The voice started talking to me.
You're just the hothead that runs into danger and ruins everything.
You couldn't protect your little sister, or your baby brother for that matter.
Why would anyone need you?
Interestingly enough, the voice started to sound like my own. These things, among many others, I had always thought but tried to suppress. I could now feel tears streaming down my face. Despair was already starting to consume me, yet still the voice continued.
But then I heard a different voice.
A ninja NEVER quits.
I gasp. That was Lloyd's voice. Then a second voice joined in:
As iron sharpens iron, brother sharpens brother.
That was sensei's voice. Then a third and final voice spoke:
…Bend, do not break…
That was my father's voice.
Strength flowed through me, and I strained against my chains and the words being spoken in the raspy voice. I could feel myself scowling, and I was going to do I did best of all: being stubborn.
I had fire in my veins still, so I would use it to strengthen my iron. The iron that I make will bend and never break. Most of all, I. Will. Not. Quit.
At this point, I can't tell if I'm just thinking this or actually saying this out loud. I must have said something, for the voice had stopped. Then there was a deep throated growl.
Then darkness once more.
Once more, I was on the table. My stomach now felt empty, and my throat was dry. Had several days pasted? I had no sense of time anymore.
Once more, the voice spoke, but this time I ignored it. I blocked it out, and instead started naming my accomplishments instead of my failures. The voice, who by now I was certain was the Black Bandit, didn't like this.
Again, darkness came, and I faded out of consciousness.
He was angry now. He yelled something along the lines of if you will not break the easy way with words, I will break you the hard way with pain.
I felt my body hit a wall hard.
Yep, something definitely was broken, but the drug (?) made it feel as if it were happening to someone else instead of me.
Someone, or something, was now hauling me up by my hair. I knew that it hurt pretty bad, but I continued to 'watch'. Then it/they were grabbing my arms, and a punch went into my stomach.

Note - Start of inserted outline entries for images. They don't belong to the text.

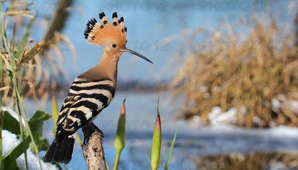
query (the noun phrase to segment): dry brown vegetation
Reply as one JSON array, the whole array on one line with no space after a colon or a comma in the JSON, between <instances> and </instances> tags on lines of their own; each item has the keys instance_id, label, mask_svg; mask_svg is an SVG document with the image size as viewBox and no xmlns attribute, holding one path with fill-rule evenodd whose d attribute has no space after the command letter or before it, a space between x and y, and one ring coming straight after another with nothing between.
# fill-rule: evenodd
<instances>
[{"instance_id":1,"label":"dry brown vegetation","mask_svg":"<svg viewBox=\"0 0 298 170\"><path fill-rule=\"evenodd\" d=\"M72 1L64 2L64 0L60 1L62 5L59 5L60 8L54 12L52 18L39 18L37 21L38 12L27 10L25 6L16 7L18 4L24 5L22 3L12 1L10 4L14 4L14 6L9 6L3 13L3 20L1 23L3 23L5 30L10 33L12 31L16 33L15 35L17 33L25 33L20 35L20 37L12 33L11 37L7 37L8 40L3 40L1 44L9 50L1 47L0 55L2 59L6 59L8 61L12 59L9 56L15 56L13 59L16 63L14 69L18 87L23 96L32 97L34 100L39 97L44 100L47 99L50 94L59 90L56 83L57 80L68 79L67 74L63 69L64 56L61 42L68 43L67 50L70 50L73 56L75 57L75 49L71 42L68 37L59 33L65 25L70 11L66 9L70 7ZM18 9L23 10L18 10ZM42 27L36 27L36 24L40 24ZM44 31L43 37L32 39L30 34L34 32L34 29L43 29ZM2 39L4 38L1 37L1 41ZM4 74L0 78L0 89L3 91L3 98L7 102L14 94L12 90L13 83L6 75L6 70L4 65Z\"/></svg>"},{"instance_id":2,"label":"dry brown vegetation","mask_svg":"<svg viewBox=\"0 0 298 170\"><path fill-rule=\"evenodd\" d=\"M181 117L187 119L198 115L204 120L214 106L224 112L231 107L239 111L244 106L245 110L238 112L237 118L247 121L249 126L297 127L298 115L289 105L273 111L271 103L279 94L288 100L298 100L296 18L291 25L278 24L272 16L252 14L235 26L226 24L214 32L198 29L195 32L181 48L186 51L184 61L171 84L172 94L185 97ZM202 48L201 41L196 42L201 34L212 44L218 42L218 50L210 49L211 44ZM235 48L231 41L238 42ZM256 124L256 118L263 123Z\"/></svg>"},{"instance_id":3,"label":"dry brown vegetation","mask_svg":"<svg viewBox=\"0 0 298 170\"><path fill-rule=\"evenodd\" d=\"M295 170L297 153L251 152L245 155L214 155L192 158L200 170Z\"/></svg>"}]
</instances>

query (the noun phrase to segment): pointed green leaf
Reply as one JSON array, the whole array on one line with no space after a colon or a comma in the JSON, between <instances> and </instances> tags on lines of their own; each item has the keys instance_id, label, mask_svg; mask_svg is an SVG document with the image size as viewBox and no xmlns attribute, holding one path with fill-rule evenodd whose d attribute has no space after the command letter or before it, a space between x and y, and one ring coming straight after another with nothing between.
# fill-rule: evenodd
<instances>
[{"instance_id":1,"label":"pointed green leaf","mask_svg":"<svg viewBox=\"0 0 298 170\"><path fill-rule=\"evenodd\" d=\"M180 121L179 122L180 123ZM170 160L171 160L171 156L172 156L172 152L173 152L174 144L175 144L175 141L176 140L176 135L177 135L177 131L178 131L178 127L179 124L178 125L178 126L177 126L177 128L176 128L176 132L175 132L175 135L174 135L174 138L173 139L173 141L172 141L171 148L170 148L170 151L169 151L169 154L168 154L168 157L166 159L166 162L165 162L165 165L164 166L164 170L167 170L168 168L169 168L169 163L170 163Z\"/></svg>"},{"instance_id":2,"label":"pointed green leaf","mask_svg":"<svg viewBox=\"0 0 298 170\"><path fill-rule=\"evenodd\" d=\"M116 149L116 156L114 163L114 170L118 170L118 167L120 159L121 151L125 146L125 98L123 100L123 103L120 110L118 124L117 127L117 132L115 138L115 149Z\"/></svg>"},{"instance_id":3,"label":"pointed green leaf","mask_svg":"<svg viewBox=\"0 0 298 170\"><path fill-rule=\"evenodd\" d=\"M7 130L16 135L21 134L20 132L20 125L18 121L7 111L4 112L2 125L3 130Z\"/></svg>"},{"instance_id":4,"label":"pointed green leaf","mask_svg":"<svg viewBox=\"0 0 298 170\"><path fill-rule=\"evenodd\" d=\"M152 137L152 146L151 148L151 167L152 170L157 170L159 165L160 159L160 148L161 146L161 125L160 117L158 110L158 101L157 102L157 115L154 126L153 137Z\"/></svg>"},{"instance_id":5,"label":"pointed green leaf","mask_svg":"<svg viewBox=\"0 0 298 170\"><path fill-rule=\"evenodd\" d=\"M59 110L58 109L58 105L57 104L57 101L55 97L55 96L53 96L52 99L52 116L53 116L53 121L54 122L54 133L56 133L56 129L57 129L57 125L56 122L58 119L58 116L59 116Z\"/></svg>"}]
</instances>

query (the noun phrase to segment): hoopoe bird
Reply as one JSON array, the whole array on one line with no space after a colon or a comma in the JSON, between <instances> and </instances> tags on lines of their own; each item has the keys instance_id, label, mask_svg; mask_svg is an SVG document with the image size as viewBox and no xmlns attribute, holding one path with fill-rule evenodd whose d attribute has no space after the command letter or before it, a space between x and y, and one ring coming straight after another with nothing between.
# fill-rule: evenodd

I couldn't see who it was, so my eyes most likely were closed. My breath was pushed out of me in a whoosh, but the hits kept coming.
My chest was next targeted. I could soon feel my ribs being cracked from the blows, until I was suddenly mercifully dropped. Then the real pain started. My left shoulder was wrenched from its socket, and I could hear someone screaming.
Then I realized that I was the one screaming, and that scared me even more. I had no real control over my body. A wave of helplessness crashed over me. What use was being defiant if I had little to no control over how I reacted? Though this thought I tried to shake off. I will bend, and I will not break under this onslaught.
I heard some crunching, then more screaming from my body. That was my right leg that had just been broken into tiny little pieces. That definitely was going to hurt if, no, when, I regained control of my body. I know that more was happening outside of my mind, probably some yelling and cursing, but I couldn't care more at this point. I was tired, both mentally (from all this thinking and guess work) and physically (I was able to at least tell that my body had gotten very little sleep).
This time, I welcomed the darkness that I knew was coming with open arms, allowing it to take me.
There were no more flashes after that.